Flyability/Ionization prediction - BA, MA - Kuster Lab

Title: Prediction of peptide flyability

Type: BA, MA

Category: ML/DL

Programming language: python

Language: [ German | English ]

Prior experience: [ Math | Comp ]

Complexity/Risk: [ medium | high ]

Contact person: Ludwig Lautenbacher

Brief background description (couple of sentences + literature):
Although one would expect that the abundance of a peptide is the deciding factor in determining the observed intensity in a mass spectrometry-based experiment, it is often the case that these two aspects correlate poorly. This is due to many confounding factors that influence peptides differently and distort the observed intensity. This hampers the use of mass spectrometry to quantify differences across peptides and impairs our ability to compare protein expression values between each other. This is particularly aggravating for targeted mass spectrometry, where only a preselected subset of peptides is monitored. To alleviate the problem of selecting peptides which do not represent their protein’s intensity well, different approaches have been devised to predict their “flyability” (response factor).

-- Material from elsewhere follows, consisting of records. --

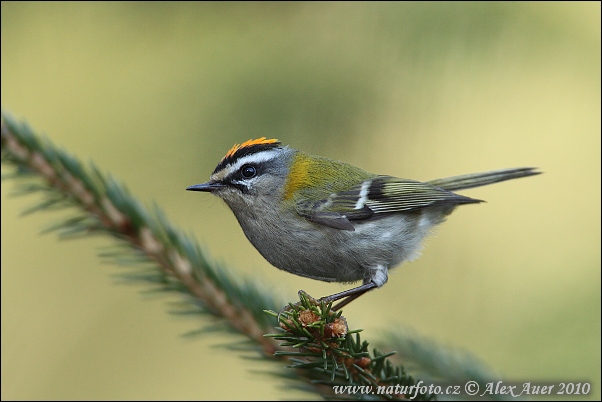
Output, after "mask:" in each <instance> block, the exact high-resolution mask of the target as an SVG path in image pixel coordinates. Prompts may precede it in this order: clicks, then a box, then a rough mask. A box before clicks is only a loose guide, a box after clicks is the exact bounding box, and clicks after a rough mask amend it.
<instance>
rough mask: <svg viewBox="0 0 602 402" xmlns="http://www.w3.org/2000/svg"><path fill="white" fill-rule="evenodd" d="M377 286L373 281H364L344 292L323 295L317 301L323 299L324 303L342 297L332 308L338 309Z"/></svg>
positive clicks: (334, 300)
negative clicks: (360, 283) (362, 282)
mask: <svg viewBox="0 0 602 402" xmlns="http://www.w3.org/2000/svg"><path fill="white" fill-rule="evenodd" d="M377 287H378V286H377V285H376V284H375V283H374V282H372V281H370V282H368V283H364V284H363V285H361V286H358V287H356V288H353V289H349V290H345V291H344V292H340V293H335V294H333V295H330V296H324V297H322V298H321V299H319V300H318V301H323V302H324V303H330V302H334V301H337V300H341V299H343V300H341V301H340V302H339V303H337V304H336V305H335V306H334V307H333V308H332V309H333V310H340V309H341V308H342V307H344V306H346V305H347V304H349V303H351V302H352V301H353V300H355V299H357V298H358V297H360V296H361V295H363V294H364V293H366V292H368V291H369V290H372V289H374V288H377Z"/></svg>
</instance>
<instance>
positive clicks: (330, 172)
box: [186, 137, 541, 310]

https://link.springer.com/article/10.1186/1471-2105-8-S7-S23
https://www.nature.com/articles/nbt1275
https://academic.oup.com/bioinformatics/article/24/13/1503/237777

Brief description of the project (couple of sentences):
Determining the flyability of a peptide based on experimental data restricts us to the subset of peptides that have been observed experimentally. This is seldom a problem for well-characterized organisms but hampers scientific advancements for lesser known organisms. The obvious solution to this problem is the prediction of flybility based on different peptide features and sample preparation methods using machine learning algorithms. The goal of this project is to extend Prosit to enable the prediction of flyability. For learning, we will be able to make use of the data stored in ProteomicsDB.

Expected result

A deep learning model which is able to predict the intensity distribution across peptides originating from the same protein. This can advance our foundational knowledge about processes in mass spectrometry.